It won’t have escaped anyone’s attention that forest fires followed by floods devastated the countryside across much of southern Europe in the summer of 2023. Indeed, it was the hottest summer on record, according to the EU’s Copernicus climate change service.
The extreme heatwaves that affected much of the northern hemisphere were made much more likely by climate change, according to scientists from the World Weather Attribution Initiative. As temperatures rise and freak weather proliferates, so demand for sustainable investing is intensifying and companies are under pressure to reduce energy consumption and make better use of resources. Indeed, new business models are emerging with a sharp focus on environmental and social impact.
Yet the demand for sustainable investing is not yet fully met by investment advisors. Research from Deloitte, the professional services firm, cites multiple surveys showing that investors have a strong interest in sustainable investing but want more support from their advisors. That suggests financial intermediaries could be missing a major opportunity.
Returning to Deloitte’s research, investor demand is evidently increasing. For instance, its review of surveys found that 79% of EU private investors consider sustainability important to how they invest. Yet 60% said their banks and advisors had yet to discuss sustainable investing strategies with them.
It’s a unique time as the global economy begins the technological and economic revolution needed to reach net zero carbon emissions by 2050. As the UN states, “the next decade will prove whether the world will succeed or fail in meeting these critical challenges.” Financial intermediaries need to adapt to this watershed moment, differentiating themselves through knowledge of sustainable investing’s different options, and combining financial return with purpose for the next generation of investors.
What this means for financial intermediaries
For financial intermediaries, sustainability offers a chance to take client relationships to the next level. Despite their interest, many private investors do not fully understand sustainable investing. Discussing how clients’ personal values affect their approach to sustainability topics can strengthen relationships. What’s more, competence in this area shows that the financial intermediary offers high-quality and innovative advice.

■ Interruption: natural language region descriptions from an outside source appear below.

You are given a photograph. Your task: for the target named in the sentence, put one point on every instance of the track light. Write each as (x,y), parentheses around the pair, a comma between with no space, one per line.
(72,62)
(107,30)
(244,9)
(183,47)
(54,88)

Yet sustainable investing is a complex field that’s continually evolving. Indeed, what are the different sustainable investing approaches? At a high level two of the main types are sustainable investing and impact investing. Broadly speaking, sustainable investing avoids investments in companies with harmful activities such as tobacco, while judging the success of an investment not just by its financial performance but also by improvements against environmental, social and governance (ESG) metrics, especially related to cutting greenhouse gas emissions. Impact investing goes beyond ESG, deploying capital to finance businesses and solutions that address specific environmental or social challenges.
Similarly, there’s a plethora of ESG analytical data from different providers that may be contradictory and confusing, including a degree of subjectivity. For financial intermediaries who are not specialists in sustainable investing, there are dangers in becoming lost in an alphabet’s soup of different metrics.
Indeed, as regulators around the world increasingly turn their attention to sustainable investing, a little knowledge is a dangerous thing. In Switzerland and the EU, for instance, the Self-Regulation Sustainability Guidelines and Sustainable Finance Disclosure Regulation, respectively, require advisors to consider sustainability preferences when giving investment advice. What’s more, across much of the world there are increasing regulations governing the labelling of sustainable investment products.
Julius Baer’s specialist expertise
Julius Baer can help financial intermediaries to deliver sustainable investments while minimising the risk of contravening regulations. We have a team of skilled experts across sustainable and impact investing who can advise you along your sustainable investing journey. Additionally, we can help to reduce greenwashing risk at point of sale.
Sustainable investing appears to be at an inflection point with increasing numbers of businesses looking to address environmental and social challenges. As extreme weather becomes more frequent, society is calling on the financial sector to play a critical role in allocating capital. Trillions of dollars will be required to engineer the zero carbon transition.
Within wealth management, financial intermediaries have an opportunity to meet demand for sustainable investing that remains largely unmet. But doing so requires access to specialist knowledge from a team of experts. At Julius Baer, we have been building just such a team to prepare for one of the biggest investment challenges of our time.